As described above, according to the reticle for electron beam projection exposure of the present invention and the electron beam projection exposure apparatus using the same, carbon stains deposited on the reticle can be easily detected and evaluated. By making the removal appropriate and quick, a high throughput as an electron beam projection exposure apparatus can be achieved.

[Brief description of the drawings]

FIG. 1 is a schematic configuration diagram of a reticle for electron beam projection exposure according to the present invention.

FIG. 2 is a schematic configuration diagram of a reticle for electron beam projection exposure according to an embodiment of the present invention.
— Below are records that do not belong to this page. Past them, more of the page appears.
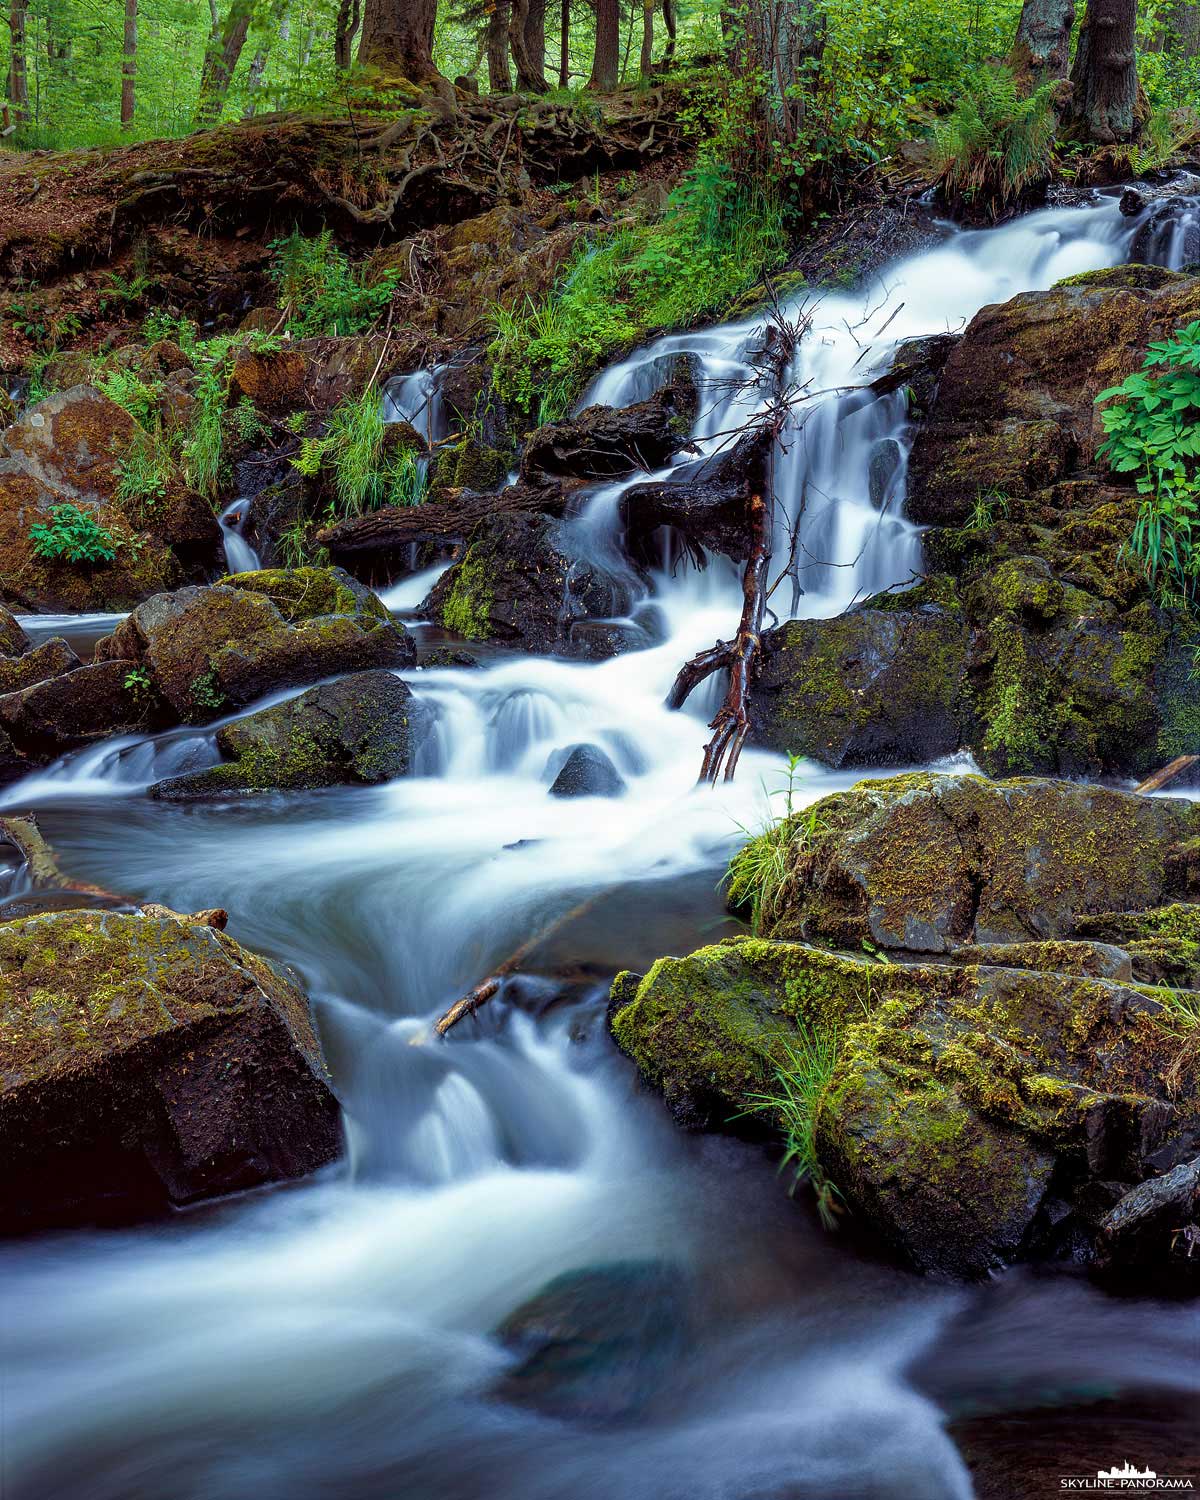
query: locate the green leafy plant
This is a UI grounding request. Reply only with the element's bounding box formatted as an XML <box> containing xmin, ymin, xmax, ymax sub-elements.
<box><xmin>29</xmin><ymin>503</ymin><xmax>120</xmax><ymax>565</ymax></box>
<box><xmin>95</xmin><ymin>365</ymin><xmax>163</xmax><ymax>429</ymax></box>
<box><xmin>742</xmin><ymin>1030</ymin><xmax>844</xmax><ymax>1229</ymax></box>
<box><xmin>269</xmin><ymin>229</ymin><xmax>401</xmax><ymax>338</ymax></box>
<box><xmin>227</xmin><ymin>396</ymin><xmax>270</xmax><ymax>446</ymax></box>
<box><xmin>1097</xmin><ymin>320</ymin><xmax>1200</xmax><ymax>602</ymax></box>
<box><xmin>290</xmin><ymin>385</ymin><xmax>426</xmax><ymax>517</ymax></box>
<box><xmin>115</xmin><ymin>431</ymin><xmax>174</xmax><ymax>511</ymax></box>
<box><xmin>933</xmin><ymin>66</ymin><xmax>1058</xmax><ymax>214</ymax></box>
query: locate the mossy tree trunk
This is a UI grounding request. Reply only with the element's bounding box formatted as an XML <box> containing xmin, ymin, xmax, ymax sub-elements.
<box><xmin>589</xmin><ymin>0</ymin><xmax>620</xmax><ymax>89</ymax></box>
<box><xmin>488</xmin><ymin>0</ymin><xmax>513</xmax><ymax>90</ymax></box>
<box><xmin>8</xmin><ymin>0</ymin><xmax>29</xmax><ymax>122</ymax></box>
<box><xmin>640</xmin><ymin>0</ymin><xmax>654</xmax><ymax>75</ymax></box>
<box><xmin>195</xmin><ymin>0</ymin><xmax>256</xmax><ymax>127</ymax></box>
<box><xmin>1066</xmin><ymin>0</ymin><xmax>1142</xmax><ymax>143</ymax></box>
<box><xmin>662</xmin><ymin>0</ymin><xmax>678</xmax><ymax>65</ymax></box>
<box><xmin>1009</xmin><ymin>0</ymin><xmax>1076</xmax><ymax>84</ymax></box>
<box><xmin>334</xmin><ymin>0</ymin><xmax>361</xmax><ymax>70</ymax></box>
<box><xmin>738</xmin><ymin>0</ymin><xmax>826</xmax><ymax>146</ymax></box>
<box><xmin>357</xmin><ymin>0</ymin><xmax>442</xmax><ymax>85</ymax></box>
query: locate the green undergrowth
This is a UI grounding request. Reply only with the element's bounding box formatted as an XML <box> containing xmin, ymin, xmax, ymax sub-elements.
<box><xmin>724</xmin><ymin>755</ymin><xmax>825</xmax><ymax>937</ymax></box>
<box><xmin>269</xmin><ymin>229</ymin><xmax>401</xmax><ymax>339</ymax></box>
<box><xmin>290</xmin><ymin>384</ymin><xmax>426</xmax><ymax>518</ymax></box>
<box><xmin>743</xmin><ymin>1029</ymin><xmax>844</xmax><ymax>1229</ymax></box>
<box><xmin>29</xmin><ymin>503</ymin><xmax>120</xmax><ymax>565</ymax></box>
<box><xmin>932</xmin><ymin>64</ymin><xmax>1057</xmax><ymax>214</ymax></box>
<box><xmin>488</xmin><ymin>161</ymin><xmax>788</xmax><ymax>424</ymax></box>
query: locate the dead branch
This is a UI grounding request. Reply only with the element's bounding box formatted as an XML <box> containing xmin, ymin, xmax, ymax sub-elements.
<box><xmin>1136</xmin><ymin>755</ymin><xmax>1199</xmax><ymax>794</ymax></box>
<box><xmin>0</xmin><ymin>814</ymin><xmax>123</xmax><ymax>901</ymax></box>
<box><xmin>434</xmin><ymin>891</ymin><xmax>604</xmax><ymax>1035</ymax></box>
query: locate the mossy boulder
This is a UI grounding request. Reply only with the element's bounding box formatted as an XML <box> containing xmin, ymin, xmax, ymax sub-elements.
<box><xmin>0</xmin><ymin>385</ymin><xmax>220</xmax><ymax>612</ymax></box>
<box><xmin>744</xmin><ymin>771</ymin><xmax>1200</xmax><ymax>954</ymax></box>
<box><xmin>611</xmin><ymin>936</ymin><xmax>1199</xmax><ymax>1279</ymax></box>
<box><xmin>0</xmin><ymin>908</ymin><xmax>341</xmax><ymax>1233</ymax></box>
<box><xmin>0</xmin><ymin>603</ymin><xmax>30</xmax><ymax>656</ymax></box>
<box><xmin>0</xmin><ymin>634</ymin><xmax>79</xmax><ymax>698</ymax></box>
<box><xmin>426</xmin><ymin>511</ymin><xmax>634</xmax><ymax>657</ymax></box>
<box><xmin>1074</xmin><ymin>904</ymin><xmax>1200</xmax><ymax>990</ymax></box>
<box><xmin>150</xmin><ymin>669</ymin><xmax>432</xmax><ymax>799</ymax></box>
<box><xmin>95</xmin><ymin>566</ymin><xmax>415</xmax><ymax>723</ymax></box>
<box><xmin>0</xmin><ymin>658</ymin><xmax>169</xmax><ymax>760</ymax></box>
<box><xmin>747</xmin><ymin>600</ymin><xmax>969</xmax><ymax>767</ymax></box>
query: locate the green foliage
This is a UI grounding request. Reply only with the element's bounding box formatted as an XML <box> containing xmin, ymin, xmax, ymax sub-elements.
<box><xmin>743</xmin><ymin>1030</ymin><xmax>844</xmax><ymax>1229</ymax></box>
<box><xmin>269</xmin><ymin>230</ymin><xmax>400</xmax><ymax>338</ymax></box>
<box><xmin>290</xmin><ymin>385</ymin><xmax>426</xmax><ymax>517</ymax></box>
<box><xmin>29</xmin><ymin>503</ymin><xmax>120</xmax><ymax>566</ymax></box>
<box><xmin>95</xmin><ymin>366</ymin><xmax>162</xmax><ymax>430</ymax></box>
<box><xmin>932</xmin><ymin>65</ymin><xmax>1057</xmax><ymax>212</ymax></box>
<box><xmin>966</xmin><ymin>490</ymin><xmax>1010</xmax><ymax>532</ymax></box>
<box><xmin>489</xmin><ymin>162</ymin><xmax>786</xmax><ymax>423</ymax></box>
<box><xmin>1098</xmin><ymin>321</ymin><xmax>1200</xmax><ymax>603</ymax></box>
<box><xmin>115</xmin><ymin>432</ymin><xmax>174</xmax><ymax>511</ymax></box>
<box><xmin>724</xmin><ymin>755</ymin><xmax>825</xmax><ymax>937</ymax></box>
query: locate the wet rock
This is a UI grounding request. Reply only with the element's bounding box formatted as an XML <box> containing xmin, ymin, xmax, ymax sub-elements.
<box><xmin>738</xmin><ymin>771</ymin><xmax>1200</xmax><ymax>953</ymax></box>
<box><xmin>869</xmin><ymin>332</ymin><xmax>959</xmax><ymax>417</ymax></box>
<box><xmin>150</xmin><ymin>670</ymin><xmax>432</xmax><ymax>799</ymax></box>
<box><xmin>548</xmin><ymin>743</ymin><xmax>625</xmax><ymax>798</ymax></box>
<box><xmin>520</xmin><ymin>365</ymin><xmax>698</xmax><ymax>483</ymax></box>
<box><xmin>610</xmin><ymin>935</ymin><xmax>1199</xmax><ymax>1279</ymax></box>
<box><xmin>0</xmin><ymin>385</ymin><xmax>220</xmax><ymax>613</ymax></box>
<box><xmin>621</xmin><ymin>427</ymin><xmax>770</xmax><ymax>564</ymax></box>
<box><xmin>0</xmin><ymin>908</ymin><xmax>341</xmax><ymax>1234</ymax></box>
<box><xmin>0</xmin><ymin>636</ymin><xmax>81</xmax><ymax>697</ymax></box>
<box><xmin>96</xmin><ymin>566</ymin><xmax>415</xmax><ymax>724</ymax></box>
<box><xmin>425</xmin><ymin>511</ymin><xmax>634</xmax><ymax>658</ymax></box>
<box><xmin>0</xmin><ymin>604</ymin><xmax>30</xmax><ymax>656</ymax></box>
<box><xmin>493</xmin><ymin>1261</ymin><xmax>691</xmax><ymax>1421</ymax></box>
<box><xmin>1074</xmin><ymin>904</ymin><xmax>1200</xmax><ymax>990</ymax></box>
<box><xmin>906</xmin><ymin>271</ymin><xmax>1200</xmax><ymax>527</ymax></box>
<box><xmin>0</xmin><ymin>658</ymin><xmax>168</xmax><ymax>758</ymax></box>
<box><xmin>1097</xmin><ymin>1156</ymin><xmax>1200</xmax><ymax>1286</ymax></box>
<box><xmin>747</xmin><ymin>599</ymin><xmax>969</xmax><ymax>768</ymax></box>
FIG. 3 is a schematic configuration diagram of an electron beam projection exposure apparatus according to an embodiment of the present invention.

[Explanation of symbols]

 DESCRIPTION OF SYMBOLS 100 ... Wafer 101, 102 ... Metal film 110 ... Carbon contamination (contamination) 120 ... Electric resistance meter 201 ... Reticle 202 ... Electrode connection part (pad) 300,301,302 Reticle 310 electron source 311 illumination electron optical system 312 projection electron optical system 313 wafer stage 314 wafer 315 reticle stage 320 reticle transport device 321, resistance measuring device 331, reticle loader 332, reticle cleaning device 340, vacuum container

Claims (4)

[Claims] 1. A reticle used for electron beam projection exposure for projecting a pattern formed on a reticle onto a sensitive substrate by an electron beam, wherein each of the reticle surfaces has a surface so that an electric resistance between the reticle can be measured. A reticle for electron beam projection exposure, wherein a plurality of metal thin films formed so as not to contact each other are formed. 2. An electron beam projection exposure apparatus for projecting a pattern formed on a reticle onto a sensitive substrate by an electron beam, wherein a plurality of thin metal films formed on the reticle are used by using the reticle according to claim 1. An electron beam exposure apparatus comprising means for measuring the electric resistance of the electron beam. 3. The apparatus according to claim 1, further comprising a device for cleaning carbon stains generated on said reticle, and means for measuring electric resistance between respective portions of the metal thin film formed on the reticle in said cleaning device. Item 3. An electron beam exposure apparatus according to Item 2. 4. A method for cleaning carbon contamination generated on a reticle, comprising: measuring an electric resistance between a plurality of metal thin films provided for measuring a degree of carbon contamination of the reticle; An exposure method, wherein the carbon stain on the reticle is cleaned according to the value.